How to resolve the algorithm K-d tree step by step in the Java programming language

Published on 12 May 2024 09:40 PM

How to resolve the algorithm K-d tree step by step in the Java programming language

Table of Contents

Problem Statement

A k-d tree (short for k-dimensional tree) is a space-partitioning data structure for organizing points in a k-dimensional space. k-d trees are a useful data structure for several applications, such as searches involving a multidimensional search key (e.g. range searches and nearest neighbor searches). k-d trees are a special case of binary space partitioning trees. k-d trees are not suitable, however, for efficiently finding the nearest neighbor in high dimensional spaces. As a general rule, if the dimensionality is k, the number of points in the data, N, should be N ≫ 2k. Otherwise, when k-d trees are used with high-dimensional data, most of the points in the tree will be evaluated and the efficiency is no better than exhaustive search, and other methods such as approximate nearest-neighbor are used instead. Task: Construct a k-d tree and perform a nearest neighbor search for two example data sets: For the Wikipedia example, find the nearest neighbor to point (9, 2) For the random data, pick a random location and find the nearest neighbor. In addition, instrument your code to count the number of nodes visited in the nearest neighbor search. Count a node as visited if any field of it is accessed. Output should show the point searched for, the point found, the distance to the point, and the number of nodes visited. There are variant algorithms for constructing the tree.
You can use a simple median strategy or implement something more efficient.
Variants of the nearest neighbor search include nearest N neighbors, approximate nearest neighbor, and range searches.
You do not have to implement these.
The requirement for this task is specifically the nearest single neighbor.
Also there are algorithms for inserting, deleting, and balancing k-d trees.
These are also not required for the task.

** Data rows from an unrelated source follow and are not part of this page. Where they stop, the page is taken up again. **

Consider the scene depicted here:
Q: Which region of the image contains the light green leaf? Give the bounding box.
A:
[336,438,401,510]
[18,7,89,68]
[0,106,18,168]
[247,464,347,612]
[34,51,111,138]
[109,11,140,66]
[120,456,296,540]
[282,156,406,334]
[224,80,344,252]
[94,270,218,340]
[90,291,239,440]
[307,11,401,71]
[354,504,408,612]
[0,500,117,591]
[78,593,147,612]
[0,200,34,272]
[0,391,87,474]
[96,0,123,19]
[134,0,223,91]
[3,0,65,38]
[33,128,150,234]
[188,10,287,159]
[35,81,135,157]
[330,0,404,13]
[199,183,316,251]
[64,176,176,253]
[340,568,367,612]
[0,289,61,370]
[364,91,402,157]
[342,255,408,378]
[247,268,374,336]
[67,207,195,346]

Let's start with the solution:

Step by Step solution about How to resolve the algorithm K-d tree step by step in the Java programming language

The provided code implements a K-dimensional (Kd) tree in Java, primarily used for efficient nearest neighbor search in high-dimensional space. Here's a detailed breakdown of the code: 1.KdTree Class:

  • Constructor: It takes the number of dimensions (dimensions_) and a list of nodes (nodes) as parameters. It initializes the tree by calling the makeTree function.
  • findNearest: This method finds the nearest point in the tree to the given target node. It initializes best_ to null, visited_ to 0, and bestDistance_ to 0. It then calls the nearest function with the root node, target node, and an index starting at 0.
  • visited: Returns the number of nodes visited during the nearest neighbor search.
  • distance: Returns the Euclidean distance between the nearest point found and the target node.
  • makeTree: Recursively builds the Kd tree using the QuickSelect algorithm. It finds the median node based on the given index and divides the nodes into two subtrees based on that node's value.
  • NodeComparator: A comparator class used by QuickSelect to compare nodes based on their coordinates at a specific index. 2. Node Class:
  • Coordinates: Represents a point in K-dimensional space, storing coordinates in a coords_ array.
  • Left/Right Child Nodes: Each node can have a left and right child node, representing the subtrees containing points with lower and higher coordinates along the current dimension, respectively.
  • get: Retrieves the coordinate value at the specified index.
  • distance: Calculates the Euclidean distance between this node and another node. 3. QuickSelect Class:
  • select: Implements the QuickSelect algorithm to find the n-th smallest element in a list based on a given comparator. It finds the median, partitions the list based on the median, and recursively applies the algorithm to the appropriate sublist to find the desired element. 4. KdTreeTest Class:
  • testWikipedia: Tests the Kd tree with data from the Wikipedia example and prints the results.
  • testRandom: Generates random points and builds a Kd tree to find the nearest neighbor to a randomly generated target point. It runs the test multiple times with different numbers of points and prints the results.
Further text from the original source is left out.